Issues & Insights Vol. 19, WP11: Evolving DPRK Nuclear Doctrine
October 1, 2019
This paper investigates how an emerging nuclear weapon state—the Democratic People’s Republic of Korea (DPRK)—establishes and develops its nuclear doctrine upon completion of its nuclear arsenal. Since DPRK’s first nuclear crisis in the early 1990s and its first nuclear test in 2006, the nuclear nonproliferation community has focused on how to dismantle DPRK’s nuclear weapons program. Only recently have scholars focused on managing to live with a nuclear North Korea, shifting attention from nonproliferation to defense and deterrence. However, little scholarship has been produced vis-à-vis DPRK’s nuclear doctrine due to the lack of information and concern over recognizing DPRK as a nuclear weapon state. Understanding DPRK’s nuclear doctrine offers insights to developing an appropriate deterrence and defense strategy, as well as ways to revise strategies to dismantle its nuclear weapons program.

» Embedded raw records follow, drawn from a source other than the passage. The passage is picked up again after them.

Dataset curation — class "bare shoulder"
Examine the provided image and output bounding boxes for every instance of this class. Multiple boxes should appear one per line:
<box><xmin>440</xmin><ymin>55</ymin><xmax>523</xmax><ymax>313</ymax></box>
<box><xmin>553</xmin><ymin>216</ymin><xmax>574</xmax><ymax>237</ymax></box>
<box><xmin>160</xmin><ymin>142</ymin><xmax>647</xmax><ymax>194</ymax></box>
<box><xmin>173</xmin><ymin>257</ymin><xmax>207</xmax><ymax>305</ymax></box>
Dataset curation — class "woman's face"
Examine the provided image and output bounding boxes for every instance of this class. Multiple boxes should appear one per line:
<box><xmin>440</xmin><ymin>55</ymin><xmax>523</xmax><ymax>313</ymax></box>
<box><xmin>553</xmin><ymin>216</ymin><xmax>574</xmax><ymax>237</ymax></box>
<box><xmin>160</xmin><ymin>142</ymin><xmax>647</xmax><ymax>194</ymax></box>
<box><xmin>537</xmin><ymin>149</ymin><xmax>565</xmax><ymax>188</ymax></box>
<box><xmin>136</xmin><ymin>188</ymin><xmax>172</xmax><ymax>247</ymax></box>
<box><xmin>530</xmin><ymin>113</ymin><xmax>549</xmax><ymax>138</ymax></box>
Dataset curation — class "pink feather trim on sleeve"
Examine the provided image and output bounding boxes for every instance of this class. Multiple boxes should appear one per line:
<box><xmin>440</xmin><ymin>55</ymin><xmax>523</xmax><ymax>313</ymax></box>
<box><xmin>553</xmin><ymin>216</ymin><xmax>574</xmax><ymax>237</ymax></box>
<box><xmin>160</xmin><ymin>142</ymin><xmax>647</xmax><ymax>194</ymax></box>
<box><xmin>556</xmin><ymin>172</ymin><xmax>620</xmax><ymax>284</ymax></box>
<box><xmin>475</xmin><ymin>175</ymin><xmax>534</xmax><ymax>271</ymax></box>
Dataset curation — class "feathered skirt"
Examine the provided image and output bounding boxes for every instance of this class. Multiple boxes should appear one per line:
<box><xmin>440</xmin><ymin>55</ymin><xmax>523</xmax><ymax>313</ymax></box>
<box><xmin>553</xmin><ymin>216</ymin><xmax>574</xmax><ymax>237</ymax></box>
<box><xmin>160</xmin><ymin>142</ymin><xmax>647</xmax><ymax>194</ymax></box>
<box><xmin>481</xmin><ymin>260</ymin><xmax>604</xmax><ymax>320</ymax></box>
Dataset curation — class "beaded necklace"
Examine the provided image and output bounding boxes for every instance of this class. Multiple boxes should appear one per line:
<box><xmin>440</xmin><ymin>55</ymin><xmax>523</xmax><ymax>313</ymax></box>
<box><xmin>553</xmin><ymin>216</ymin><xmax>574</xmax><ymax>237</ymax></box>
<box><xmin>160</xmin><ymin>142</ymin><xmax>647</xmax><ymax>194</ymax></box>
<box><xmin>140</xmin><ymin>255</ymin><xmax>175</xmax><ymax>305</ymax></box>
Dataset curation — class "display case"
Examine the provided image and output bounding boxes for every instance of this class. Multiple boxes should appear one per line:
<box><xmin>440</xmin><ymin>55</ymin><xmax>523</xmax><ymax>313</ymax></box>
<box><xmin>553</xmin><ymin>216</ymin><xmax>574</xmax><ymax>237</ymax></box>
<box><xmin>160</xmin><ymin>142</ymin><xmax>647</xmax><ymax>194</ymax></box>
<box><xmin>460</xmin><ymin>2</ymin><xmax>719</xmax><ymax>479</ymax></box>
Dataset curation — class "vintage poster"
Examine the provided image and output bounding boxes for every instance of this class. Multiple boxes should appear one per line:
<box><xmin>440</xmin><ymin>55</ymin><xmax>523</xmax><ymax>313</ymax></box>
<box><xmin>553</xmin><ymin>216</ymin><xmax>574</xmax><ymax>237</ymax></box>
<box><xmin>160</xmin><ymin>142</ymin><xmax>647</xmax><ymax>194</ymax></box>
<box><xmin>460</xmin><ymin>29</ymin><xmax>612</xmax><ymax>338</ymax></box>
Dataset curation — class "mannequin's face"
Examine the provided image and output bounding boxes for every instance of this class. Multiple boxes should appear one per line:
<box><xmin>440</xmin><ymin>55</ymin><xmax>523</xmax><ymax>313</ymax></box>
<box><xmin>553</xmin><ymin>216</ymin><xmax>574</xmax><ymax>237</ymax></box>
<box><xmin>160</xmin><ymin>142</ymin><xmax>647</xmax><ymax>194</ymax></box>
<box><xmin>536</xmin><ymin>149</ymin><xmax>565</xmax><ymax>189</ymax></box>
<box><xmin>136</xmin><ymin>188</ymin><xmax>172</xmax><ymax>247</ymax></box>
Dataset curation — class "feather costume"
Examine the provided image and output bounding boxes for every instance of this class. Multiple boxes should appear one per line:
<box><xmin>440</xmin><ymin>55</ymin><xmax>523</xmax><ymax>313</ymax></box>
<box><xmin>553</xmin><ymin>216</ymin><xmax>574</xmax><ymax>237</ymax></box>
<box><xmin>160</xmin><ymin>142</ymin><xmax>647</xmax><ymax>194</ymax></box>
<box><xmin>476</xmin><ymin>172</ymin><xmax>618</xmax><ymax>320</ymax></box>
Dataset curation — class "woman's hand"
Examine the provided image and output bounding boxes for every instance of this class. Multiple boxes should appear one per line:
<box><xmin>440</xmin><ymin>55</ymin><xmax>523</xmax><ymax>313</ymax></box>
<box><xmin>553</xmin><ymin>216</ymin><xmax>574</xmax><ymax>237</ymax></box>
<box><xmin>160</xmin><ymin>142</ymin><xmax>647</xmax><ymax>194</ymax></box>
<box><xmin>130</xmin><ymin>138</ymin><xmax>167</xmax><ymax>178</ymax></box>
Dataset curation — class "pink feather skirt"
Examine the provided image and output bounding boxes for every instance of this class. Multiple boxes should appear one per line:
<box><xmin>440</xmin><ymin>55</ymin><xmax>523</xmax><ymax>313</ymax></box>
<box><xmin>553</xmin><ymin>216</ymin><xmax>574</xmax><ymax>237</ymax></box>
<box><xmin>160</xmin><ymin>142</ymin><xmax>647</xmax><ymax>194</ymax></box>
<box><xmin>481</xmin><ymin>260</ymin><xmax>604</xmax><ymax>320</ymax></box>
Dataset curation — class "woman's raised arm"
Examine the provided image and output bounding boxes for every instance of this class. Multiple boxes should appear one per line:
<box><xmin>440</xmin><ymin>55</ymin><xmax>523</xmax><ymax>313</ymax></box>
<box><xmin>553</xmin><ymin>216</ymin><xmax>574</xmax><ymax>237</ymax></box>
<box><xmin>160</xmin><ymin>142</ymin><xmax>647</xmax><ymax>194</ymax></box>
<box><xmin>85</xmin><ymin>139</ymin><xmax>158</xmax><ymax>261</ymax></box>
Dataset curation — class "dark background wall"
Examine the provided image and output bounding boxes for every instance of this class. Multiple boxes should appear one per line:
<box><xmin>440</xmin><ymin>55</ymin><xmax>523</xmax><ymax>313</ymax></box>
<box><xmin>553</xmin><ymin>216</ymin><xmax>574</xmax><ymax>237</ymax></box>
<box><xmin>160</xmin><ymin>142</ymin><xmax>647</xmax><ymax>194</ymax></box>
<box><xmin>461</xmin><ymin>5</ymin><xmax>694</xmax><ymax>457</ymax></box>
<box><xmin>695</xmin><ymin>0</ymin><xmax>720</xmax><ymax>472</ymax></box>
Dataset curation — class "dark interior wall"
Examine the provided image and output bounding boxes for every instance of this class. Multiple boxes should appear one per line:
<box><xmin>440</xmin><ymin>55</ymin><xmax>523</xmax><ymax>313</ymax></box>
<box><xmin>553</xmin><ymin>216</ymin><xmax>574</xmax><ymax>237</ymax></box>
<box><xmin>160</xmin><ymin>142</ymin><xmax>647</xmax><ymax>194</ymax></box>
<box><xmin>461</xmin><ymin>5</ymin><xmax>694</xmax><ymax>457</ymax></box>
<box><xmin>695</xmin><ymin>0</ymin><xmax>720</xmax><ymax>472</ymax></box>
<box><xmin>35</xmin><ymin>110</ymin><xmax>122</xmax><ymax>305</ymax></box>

Discerning DPRK’s nuclear doctrine not only contributes to the understanding of current security challenges on the Korean Peninsula, but more importantly offers an opportunity to expand scholarship on nuclear strategy.
This paper attempts to systematically answer a question that has often been raised by the national security establishment: what is DPRK’s nuclear doctrine? The key findings offer both theoretical and policy implications. First, the findings suggest that DPRK’s nuclear posture has evolved over time towards a more aggressive posture, despite popular misperception that the role of nuclear weapons in DPRK is purely for deterrence. The evolution of its doctrine towards preemptive strike indicates that premature redeployment of US tactical nuclear weapons into the Korean theater, an increasingly popular argument in Seoul, would only exacerbate DPRK’s aggressive posture with marginal benefit on extended deterrence.
Second, DPRK has adopted a posture that is common among weaker nuclear weapon states, as France and Pakistan did to counter stronger adversaries. Existing theories on brinkmanship and resolve offer a logic as to why DPRK’s nuclear posture is similar to other weaker nuclear weapon states. Third, DPRK’s nuclear doctrine poses a fundamental question to existing theories of nuclear deterrence: how little is enough to credibly threaten nuclear retaliation in the absence of necessary capabilities? More work can be done to explain DPRK’s seemingly inflated behavior—to credibly threaten nuclear retaliation when such capabilities are incomplete.